Nebius is at the forefront of a revolutionary shift in cloud computing, dedicated to empowering the global AI economy. We develop innovative tools and resources that enable our customers to address real-world challenges and transform industries, all while avoiding hefty infrastructure costs and the need for expansive in-house AI/ML teams. Our team operates at the cutting edge of AI cloud infrastructure, collaborating with some of the most knowledgeable and inventive leaders and engineers in this field.
Our Global Presence
Nebius is headquartered in Amsterdam and is publicly listed on Nasdaq. We have a robust global presence with research and development hubs across Europe, North America, and Israel. Our diverse team of over 1,400 professionals includes more than 400 highly skilled engineers who boast extensive expertise in both hardware and software engineering, complemented by our dedicated in-house AI R&D team.
The Position
We are on the lookout for a Technical Product Manager to lead the product strategy for Soperator, our advanced Slurm-on-Kubernetes control plane designed for GPU clusters. In this pivotal role, you will define how machine learning engineers and research teams operate, scale, and optimize distributed workloads in production environments. If you are passionate about crafting systems that harmonize performance, reliability, and developer experience in AI infrastructure, we want to hear from you!
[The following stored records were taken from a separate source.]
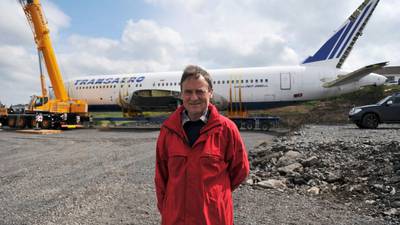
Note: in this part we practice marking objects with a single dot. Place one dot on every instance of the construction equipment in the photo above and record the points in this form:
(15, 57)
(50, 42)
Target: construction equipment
(62, 111)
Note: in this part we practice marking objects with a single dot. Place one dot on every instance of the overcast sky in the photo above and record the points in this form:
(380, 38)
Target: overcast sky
(123, 36)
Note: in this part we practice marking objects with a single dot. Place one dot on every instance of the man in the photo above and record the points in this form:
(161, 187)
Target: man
(200, 158)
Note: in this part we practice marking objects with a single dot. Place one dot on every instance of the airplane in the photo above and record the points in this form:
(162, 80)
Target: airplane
(318, 76)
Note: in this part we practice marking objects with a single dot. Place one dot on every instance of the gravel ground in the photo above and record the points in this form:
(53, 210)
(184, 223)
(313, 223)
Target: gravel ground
(99, 177)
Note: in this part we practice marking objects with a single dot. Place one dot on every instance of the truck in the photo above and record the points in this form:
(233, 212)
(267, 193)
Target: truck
(386, 110)
(43, 111)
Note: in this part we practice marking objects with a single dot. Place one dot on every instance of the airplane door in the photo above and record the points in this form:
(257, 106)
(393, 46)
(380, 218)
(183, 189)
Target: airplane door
(285, 81)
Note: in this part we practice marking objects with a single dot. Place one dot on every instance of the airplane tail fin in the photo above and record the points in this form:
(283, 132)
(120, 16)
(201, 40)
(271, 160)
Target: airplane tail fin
(338, 47)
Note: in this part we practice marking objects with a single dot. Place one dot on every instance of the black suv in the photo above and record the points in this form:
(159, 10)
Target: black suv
(386, 110)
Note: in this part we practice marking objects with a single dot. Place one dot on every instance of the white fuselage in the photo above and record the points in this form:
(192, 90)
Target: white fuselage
(258, 88)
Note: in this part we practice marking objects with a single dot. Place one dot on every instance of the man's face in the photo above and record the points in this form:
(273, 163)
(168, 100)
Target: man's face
(196, 96)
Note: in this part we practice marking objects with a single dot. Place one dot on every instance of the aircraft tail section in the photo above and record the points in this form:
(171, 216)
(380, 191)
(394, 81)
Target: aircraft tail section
(338, 47)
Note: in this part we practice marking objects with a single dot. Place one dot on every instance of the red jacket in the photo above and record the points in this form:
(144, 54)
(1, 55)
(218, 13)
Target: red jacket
(194, 184)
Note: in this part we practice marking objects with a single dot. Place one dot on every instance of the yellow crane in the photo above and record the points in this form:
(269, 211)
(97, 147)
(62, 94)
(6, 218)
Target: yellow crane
(62, 111)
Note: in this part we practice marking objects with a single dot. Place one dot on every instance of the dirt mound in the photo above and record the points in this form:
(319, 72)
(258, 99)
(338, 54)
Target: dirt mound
(363, 172)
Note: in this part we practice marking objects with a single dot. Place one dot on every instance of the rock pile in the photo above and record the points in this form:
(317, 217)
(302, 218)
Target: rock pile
(351, 165)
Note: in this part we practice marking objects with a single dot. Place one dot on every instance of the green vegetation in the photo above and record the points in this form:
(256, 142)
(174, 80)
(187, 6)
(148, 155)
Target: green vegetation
(331, 110)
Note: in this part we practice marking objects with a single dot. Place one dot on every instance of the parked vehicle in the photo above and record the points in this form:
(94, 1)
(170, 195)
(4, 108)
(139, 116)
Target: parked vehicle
(386, 110)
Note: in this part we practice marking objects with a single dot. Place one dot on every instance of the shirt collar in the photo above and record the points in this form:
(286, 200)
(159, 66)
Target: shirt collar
(185, 117)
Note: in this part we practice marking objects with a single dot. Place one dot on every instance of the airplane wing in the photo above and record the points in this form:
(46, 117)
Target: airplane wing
(355, 75)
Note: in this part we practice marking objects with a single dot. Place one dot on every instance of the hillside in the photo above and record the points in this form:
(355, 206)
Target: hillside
(330, 111)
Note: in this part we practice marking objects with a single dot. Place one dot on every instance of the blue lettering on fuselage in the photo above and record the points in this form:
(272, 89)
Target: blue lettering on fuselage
(110, 80)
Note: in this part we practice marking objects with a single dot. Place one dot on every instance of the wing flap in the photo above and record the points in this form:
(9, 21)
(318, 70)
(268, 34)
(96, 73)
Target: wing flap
(355, 75)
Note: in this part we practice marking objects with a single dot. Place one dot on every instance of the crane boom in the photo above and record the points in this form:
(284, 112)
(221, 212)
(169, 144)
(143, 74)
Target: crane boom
(41, 32)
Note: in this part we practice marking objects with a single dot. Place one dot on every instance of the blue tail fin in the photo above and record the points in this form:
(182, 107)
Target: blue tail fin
(335, 51)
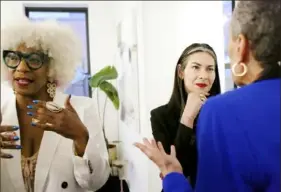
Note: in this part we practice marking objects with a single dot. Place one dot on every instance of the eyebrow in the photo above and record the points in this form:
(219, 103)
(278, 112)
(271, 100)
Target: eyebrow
(201, 64)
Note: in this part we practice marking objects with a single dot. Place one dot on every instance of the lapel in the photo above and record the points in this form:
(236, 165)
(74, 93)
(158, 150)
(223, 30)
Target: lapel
(13, 165)
(47, 151)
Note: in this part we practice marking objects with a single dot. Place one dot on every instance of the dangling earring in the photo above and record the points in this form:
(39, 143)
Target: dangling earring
(245, 69)
(51, 89)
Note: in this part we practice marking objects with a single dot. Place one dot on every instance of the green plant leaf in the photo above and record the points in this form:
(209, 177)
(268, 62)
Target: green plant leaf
(106, 73)
(111, 92)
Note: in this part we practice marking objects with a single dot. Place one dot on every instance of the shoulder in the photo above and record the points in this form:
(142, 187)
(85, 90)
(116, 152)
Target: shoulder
(159, 111)
(258, 92)
(6, 93)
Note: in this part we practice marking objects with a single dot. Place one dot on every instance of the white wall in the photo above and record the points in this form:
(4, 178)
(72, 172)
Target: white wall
(164, 30)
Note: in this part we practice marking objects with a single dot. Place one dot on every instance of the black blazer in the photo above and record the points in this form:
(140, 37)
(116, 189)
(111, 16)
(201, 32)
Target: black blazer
(166, 127)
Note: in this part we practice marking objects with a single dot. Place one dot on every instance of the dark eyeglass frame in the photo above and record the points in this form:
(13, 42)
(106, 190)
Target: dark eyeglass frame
(24, 56)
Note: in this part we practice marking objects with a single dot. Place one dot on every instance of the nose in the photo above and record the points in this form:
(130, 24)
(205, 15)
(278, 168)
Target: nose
(22, 67)
(203, 74)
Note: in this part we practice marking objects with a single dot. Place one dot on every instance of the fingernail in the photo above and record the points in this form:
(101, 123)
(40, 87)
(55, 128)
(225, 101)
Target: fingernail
(29, 107)
(15, 128)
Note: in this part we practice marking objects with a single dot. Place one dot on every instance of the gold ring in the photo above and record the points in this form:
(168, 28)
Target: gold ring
(53, 107)
(33, 120)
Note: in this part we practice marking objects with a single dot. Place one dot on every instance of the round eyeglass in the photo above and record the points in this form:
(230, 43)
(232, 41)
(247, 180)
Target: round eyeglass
(34, 61)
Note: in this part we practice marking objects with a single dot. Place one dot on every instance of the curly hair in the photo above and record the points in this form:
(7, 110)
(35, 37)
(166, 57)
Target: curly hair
(57, 40)
(260, 22)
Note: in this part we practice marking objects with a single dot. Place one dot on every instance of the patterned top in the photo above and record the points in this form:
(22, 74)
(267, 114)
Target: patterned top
(28, 165)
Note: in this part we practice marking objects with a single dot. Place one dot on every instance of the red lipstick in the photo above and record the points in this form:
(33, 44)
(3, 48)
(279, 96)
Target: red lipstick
(201, 85)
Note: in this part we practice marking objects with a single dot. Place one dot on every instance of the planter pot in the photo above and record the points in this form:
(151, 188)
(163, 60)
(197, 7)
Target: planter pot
(112, 150)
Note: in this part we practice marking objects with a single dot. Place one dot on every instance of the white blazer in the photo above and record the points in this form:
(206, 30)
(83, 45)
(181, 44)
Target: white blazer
(57, 167)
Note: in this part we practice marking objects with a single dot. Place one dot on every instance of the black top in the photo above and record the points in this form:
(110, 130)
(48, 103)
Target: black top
(166, 127)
Your Key Responsibilities:
• Oversee the complete user journey across Soperator clusters, including Slurm workflows, dashboards, alerts/notifications, node lifecycle, and management of training/inference capacities.
• Define the end-to-end product direction: problem discovery → solution design → delivery → adoption.
• Conduct in-depth customer discovery through interviews, usage analytics, and workload analysis to identify high-impact opportunities.
• Drive execution across platform teams, including compute, networking, storage, observability, IAM, and more.
• Translate cutting-edge ML and infrastructure concepts into tangible product capabilities for real-world GPU clusters.
• Establish success metrics, prioritize features, and maintain a consistent feedback loop with stakeholders.